2009 graphic novel by Ian Rankin

Dark Entries is a 2009 original graphic novel written by Ian Rankin. The author's earliest work in the comic field, it was one of two books to launch Vertigo's new sub-imprint Vertigo Crime, along with Brian Azzarello's Filthy Rich. Italian artist Werther Dell'Edera created the interior art and Lee Bermejo painted the cover for the book.

The story involves DC Comics character John Constantine, best known from the Vertigo series Hellblazer. Dark Entries is the only publication in the Vertigo Crime imprint to feature an established DC Universe character.

==Plot==
The plot of the novel involves John Constantine being convinced to enter a reality television program which has suffered several strange hauntings, a thinly veiled satire of British programmes Most Haunted and Big Brother.

This turns out to be not a television programme made for humanity, but for the denizens of Hell, and John must work out a way to escape from this.

==Publication history==
Rankin has explained how the project came about:

==Release details==
- Dark Entries (by Ian Rankin and Werther Dell'Edera, 216 pages, hardcover, Vertigo, August 2009, ISBN 1-4012-1386-3, Titan Books, October 2009, ISBN 1-84856-342-6)

==Reception==
Paul Gravett has said that "Ian's story was a bit hackneyed; it reminded me of the 1959 horror film House on Haunted Hill; this old thing of whether you will survive the night". Craig Taylor reviewed the book for The Guardian and says the graphic novel "does offer a few clever ideas and some rough, energetic black and white artwork", but felt the plot was slack and the setting as dated and unworthy.
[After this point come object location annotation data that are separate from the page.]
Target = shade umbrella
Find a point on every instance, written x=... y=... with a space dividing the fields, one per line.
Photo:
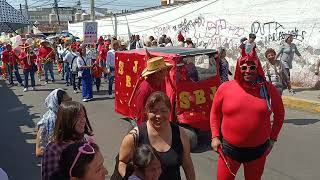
x=10 y=18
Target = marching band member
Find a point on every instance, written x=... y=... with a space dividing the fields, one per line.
x=28 y=61
x=11 y=59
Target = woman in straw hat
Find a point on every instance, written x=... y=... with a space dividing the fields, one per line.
x=154 y=75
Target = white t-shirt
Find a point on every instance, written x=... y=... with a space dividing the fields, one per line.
x=3 y=175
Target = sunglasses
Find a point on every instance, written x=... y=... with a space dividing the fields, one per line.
x=251 y=68
x=85 y=149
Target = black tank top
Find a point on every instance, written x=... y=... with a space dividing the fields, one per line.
x=170 y=160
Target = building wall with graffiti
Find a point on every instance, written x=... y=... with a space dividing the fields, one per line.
x=216 y=23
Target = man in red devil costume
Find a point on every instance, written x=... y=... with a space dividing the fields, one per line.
x=240 y=120
x=10 y=58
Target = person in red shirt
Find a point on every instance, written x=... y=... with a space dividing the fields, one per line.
x=103 y=48
x=240 y=120
x=11 y=59
x=47 y=55
x=28 y=61
x=97 y=74
x=154 y=75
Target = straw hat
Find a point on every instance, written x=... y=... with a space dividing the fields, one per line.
x=154 y=65
x=25 y=46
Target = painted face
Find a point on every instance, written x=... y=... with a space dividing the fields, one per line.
x=96 y=170
x=271 y=57
x=249 y=71
x=66 y=98
x=153 y=171
x=159 y=115
x=80 y=122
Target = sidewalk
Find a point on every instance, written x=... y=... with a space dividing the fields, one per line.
x=305 y=99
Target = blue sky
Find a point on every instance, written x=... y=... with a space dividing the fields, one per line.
x=111 y=4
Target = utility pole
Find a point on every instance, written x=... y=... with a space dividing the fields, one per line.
x=92 y=11
x=27 y=13
x=57 y=13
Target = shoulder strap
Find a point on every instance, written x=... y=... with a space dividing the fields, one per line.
x=135 y=137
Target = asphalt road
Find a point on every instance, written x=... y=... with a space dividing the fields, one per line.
x=294 y=157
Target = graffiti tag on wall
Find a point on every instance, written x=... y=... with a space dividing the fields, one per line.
x=205 y=33
x=274 y=31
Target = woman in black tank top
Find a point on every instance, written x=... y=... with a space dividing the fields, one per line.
x=168 y=139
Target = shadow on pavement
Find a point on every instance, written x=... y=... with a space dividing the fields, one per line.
x=101 y=92
x=301 y=121
x=17 y=131
x=49 y=90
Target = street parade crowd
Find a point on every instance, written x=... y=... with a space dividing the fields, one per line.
x=156 y=148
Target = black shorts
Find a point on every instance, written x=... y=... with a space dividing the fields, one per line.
x=243 y=155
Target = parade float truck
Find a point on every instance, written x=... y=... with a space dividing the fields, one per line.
x=190 y=84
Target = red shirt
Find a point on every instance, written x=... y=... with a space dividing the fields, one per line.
x=142 y=94
x=9 y=57
x=23 y=58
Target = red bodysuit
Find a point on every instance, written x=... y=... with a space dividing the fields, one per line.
x=243 y=117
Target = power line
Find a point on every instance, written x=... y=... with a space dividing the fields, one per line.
x=176 y=18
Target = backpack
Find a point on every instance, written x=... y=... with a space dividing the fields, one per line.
x=74 y=66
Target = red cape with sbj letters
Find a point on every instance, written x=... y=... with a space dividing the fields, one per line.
x=191 y=101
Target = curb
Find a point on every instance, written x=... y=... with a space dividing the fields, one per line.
x=301 y=104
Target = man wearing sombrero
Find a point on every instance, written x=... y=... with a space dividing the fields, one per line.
x=47 y=55
x=154 y=80
x=11 y=59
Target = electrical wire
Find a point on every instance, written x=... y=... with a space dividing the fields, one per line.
x=177 y=17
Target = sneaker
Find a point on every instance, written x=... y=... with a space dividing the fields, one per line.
x=292 y=92
x=85 y=100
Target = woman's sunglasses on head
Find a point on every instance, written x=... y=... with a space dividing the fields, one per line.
x=251 y=68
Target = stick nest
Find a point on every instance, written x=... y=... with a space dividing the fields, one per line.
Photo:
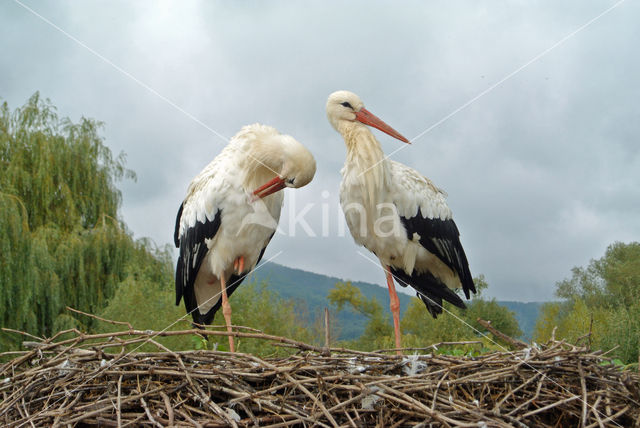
x=93 y=380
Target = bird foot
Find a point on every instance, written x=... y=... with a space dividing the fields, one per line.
x=238 y=265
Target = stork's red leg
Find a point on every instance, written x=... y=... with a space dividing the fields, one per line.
x=226 y=311
x=395 y=308
x=238 y=265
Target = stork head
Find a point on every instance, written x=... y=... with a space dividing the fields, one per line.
x=345 y=111
x=294 y=162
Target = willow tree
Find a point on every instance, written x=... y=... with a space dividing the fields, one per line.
x=61 y=243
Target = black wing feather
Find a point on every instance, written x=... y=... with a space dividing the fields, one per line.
x=442 y=238
x=193 y=249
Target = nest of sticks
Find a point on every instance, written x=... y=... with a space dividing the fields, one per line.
x=92 y=380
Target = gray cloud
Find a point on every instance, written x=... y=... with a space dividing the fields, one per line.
x=542 y=171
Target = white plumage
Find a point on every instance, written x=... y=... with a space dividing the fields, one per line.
x=396 y=213
x=229 y=214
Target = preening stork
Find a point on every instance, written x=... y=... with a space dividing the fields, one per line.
x=229 y=216
x=398 y=214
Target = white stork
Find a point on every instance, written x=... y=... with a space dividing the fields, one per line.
x=230 y=214
x=397 y=213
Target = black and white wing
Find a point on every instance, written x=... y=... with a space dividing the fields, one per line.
x=424 y=212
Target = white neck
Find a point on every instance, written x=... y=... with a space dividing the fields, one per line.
x=366 y=159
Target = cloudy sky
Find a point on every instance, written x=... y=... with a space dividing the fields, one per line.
x=530 y=110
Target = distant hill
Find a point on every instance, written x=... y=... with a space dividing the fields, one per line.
x=311 y=290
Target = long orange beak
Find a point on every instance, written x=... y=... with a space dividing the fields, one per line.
x=269 y=188
x=368 y=118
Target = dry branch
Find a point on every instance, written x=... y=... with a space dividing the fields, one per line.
x=75 y=381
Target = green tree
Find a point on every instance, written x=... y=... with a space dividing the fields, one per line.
x=460 y=325
x=61 y=243
x=602 y=298
x=379 y=330
x=419 y=329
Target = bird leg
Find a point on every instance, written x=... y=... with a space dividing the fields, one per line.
x=226 y=311
x=395 y=308
x=238 y=265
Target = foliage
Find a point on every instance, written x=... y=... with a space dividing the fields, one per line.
x=602 y=298
x=60 y=241
x=419 y=329
x=257 y=306
x=378 y=332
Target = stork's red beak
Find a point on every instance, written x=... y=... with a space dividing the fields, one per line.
x=269 y=188
x=368 y=118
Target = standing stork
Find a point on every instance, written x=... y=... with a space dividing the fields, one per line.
x=229 y=216
x=397 y=214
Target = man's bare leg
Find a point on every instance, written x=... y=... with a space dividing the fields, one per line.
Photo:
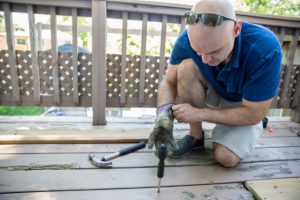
x=191 y=89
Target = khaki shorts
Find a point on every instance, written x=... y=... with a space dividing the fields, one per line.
x=239 y=139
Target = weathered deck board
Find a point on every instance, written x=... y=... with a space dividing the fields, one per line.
x=63 y=171
x=276 y=189
x=93 y=179
x=218 y=191
x=105 y=136
x=80 y=161
x=102 y=148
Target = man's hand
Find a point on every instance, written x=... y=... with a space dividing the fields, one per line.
x=162 y=132
x=185 y=113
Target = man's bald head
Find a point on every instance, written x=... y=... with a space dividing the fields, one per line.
x=214 y=43
x=222 y=7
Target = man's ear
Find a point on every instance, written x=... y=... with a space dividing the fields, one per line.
x=237 y=28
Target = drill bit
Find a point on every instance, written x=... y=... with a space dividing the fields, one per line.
x=162 y=154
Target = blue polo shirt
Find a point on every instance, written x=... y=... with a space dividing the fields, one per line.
x=253 y=72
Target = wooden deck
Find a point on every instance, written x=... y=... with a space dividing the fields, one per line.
x=63 y=171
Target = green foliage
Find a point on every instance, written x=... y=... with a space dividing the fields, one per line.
x=20 y=110
x=274 y=7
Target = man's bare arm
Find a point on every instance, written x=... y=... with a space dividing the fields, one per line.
x=250 y=113
x=167 y=91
Also at The Guardian Ned Beauman suggested that Dark Entries "does at least overcome most of the limitations of its own suicidally unpromising premise" and "despite some lapses in characterisation ... Rankin does seem to have a basic feel for his adopted hero. But beyond that, there's very little to praise, particularly not the clumsy dialogue".